In order to make a noise, London instructed the Norwegian underground organization to launch an attack on the Morse Lake dam near the town of Yukan in order to divert the German forces defending the factory. On February 16, 1943, the British sent six more commandos to parachute near Lake Skrucken, 28 kilometers from Yukan, at 1 a.m. the next day. On 23 February, the Norwegians skied to the British commandos, who had been living on sweet potatoes for a week, and several of them had developed chilblains. That night, the 10-man assault team hiked through a complex forest, crossed a raging rapid, climbed a 300-meter-high ice cliff, and unexpectedly entered the area of the heavy water plant through the exit of the sewer pipe.

At 0:30 on February 24, commandos in white clothes and white trousers quickly approached the factory door, quickly cut iron chains and locks, and pushed the door into the workshop. The roar of the machines in the factory obscured their movements, and since the layout of the factory was exactly the same as the model built in England, the commandos managed to find the cable tunnel that connected to the enrichment chamber, and touched the electrolyzed water workshop on the 7th floor, where the two dozing Norwegian guards were pressed to the ground and ordered to drink before they could understand what was going on. On the instructions of the engineer in exile in Britain, the commandos installed 20 packs of explosives on top of 18 high-concentration batteries and some other plumbing equipment, lit the fuse, ordered the captives to hurry upstairs and flee for their lives, and then escaped the same way. As soon as they got out of the cable tunnel, there was a ** sound behind them, but the sound was surprisingly slight and did not attract the attention of the Germans in the slightest. The next morning, the Germans discovered that the water electrolysis plant had been blown up, and 450 kilograms of precious heavy water (up to $4,500 per kilogram**) flowed out of the blown up sink and discharged into the factory.

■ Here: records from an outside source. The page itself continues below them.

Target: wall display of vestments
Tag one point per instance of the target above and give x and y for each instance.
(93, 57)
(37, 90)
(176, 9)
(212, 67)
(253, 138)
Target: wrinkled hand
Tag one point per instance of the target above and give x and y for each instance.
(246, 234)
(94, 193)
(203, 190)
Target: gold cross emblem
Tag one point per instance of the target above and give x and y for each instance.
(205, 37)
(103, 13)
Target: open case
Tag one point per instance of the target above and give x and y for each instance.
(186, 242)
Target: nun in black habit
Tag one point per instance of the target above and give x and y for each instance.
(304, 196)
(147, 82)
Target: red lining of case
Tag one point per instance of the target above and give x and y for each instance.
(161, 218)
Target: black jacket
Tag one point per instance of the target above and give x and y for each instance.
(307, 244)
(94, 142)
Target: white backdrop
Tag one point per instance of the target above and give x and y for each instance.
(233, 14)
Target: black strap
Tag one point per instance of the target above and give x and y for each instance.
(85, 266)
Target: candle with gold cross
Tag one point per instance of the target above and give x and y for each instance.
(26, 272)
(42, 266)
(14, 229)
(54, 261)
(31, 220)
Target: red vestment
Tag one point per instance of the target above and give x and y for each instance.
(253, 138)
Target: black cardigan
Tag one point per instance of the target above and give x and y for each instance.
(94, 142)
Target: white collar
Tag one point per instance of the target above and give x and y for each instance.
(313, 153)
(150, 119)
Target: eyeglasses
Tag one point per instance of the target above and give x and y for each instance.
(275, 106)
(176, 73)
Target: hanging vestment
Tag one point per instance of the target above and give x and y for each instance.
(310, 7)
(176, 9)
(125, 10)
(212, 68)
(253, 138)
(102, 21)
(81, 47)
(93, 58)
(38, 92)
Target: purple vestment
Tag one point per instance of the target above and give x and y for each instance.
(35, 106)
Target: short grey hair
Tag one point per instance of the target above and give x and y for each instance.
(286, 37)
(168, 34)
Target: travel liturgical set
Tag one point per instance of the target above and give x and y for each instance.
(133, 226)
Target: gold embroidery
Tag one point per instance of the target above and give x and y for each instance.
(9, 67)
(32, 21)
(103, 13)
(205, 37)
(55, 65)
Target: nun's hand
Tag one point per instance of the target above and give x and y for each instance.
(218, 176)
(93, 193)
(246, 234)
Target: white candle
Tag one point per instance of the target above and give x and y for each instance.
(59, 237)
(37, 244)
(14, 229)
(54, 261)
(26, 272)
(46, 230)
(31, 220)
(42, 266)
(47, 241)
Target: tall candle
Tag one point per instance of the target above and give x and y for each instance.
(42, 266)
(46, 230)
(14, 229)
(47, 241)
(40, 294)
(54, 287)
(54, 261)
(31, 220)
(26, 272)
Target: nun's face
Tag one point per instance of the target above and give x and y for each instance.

Hydro Norway resumed production almost a year after the attack, and since then the Allies have carried out several airstrikes on the plant, but the results have not been satisfactory, and many pilots and Norwegian civilians have been sacrificed in vain. In the end, the British stopped the bombing work and switched to preparing to destroy the transport lines of the plant. At the end of 1943, intelligence came from Norway that a shipment of heavy water equivalent to half a year's production (5,000 pounds, or about 2,270 kilograms) would be shipped to Germany along with the equipment of the heavy water plant, and that the weakest link in the transportation route was the train ferry at Lake Tinsjak. On February 20, 1944, the Norwegian underground blasted the last of Germany's precious heavy water into the bottom of the lake at a depth of 400 meters with explosives installed in advance on the ferry "Hydrodro".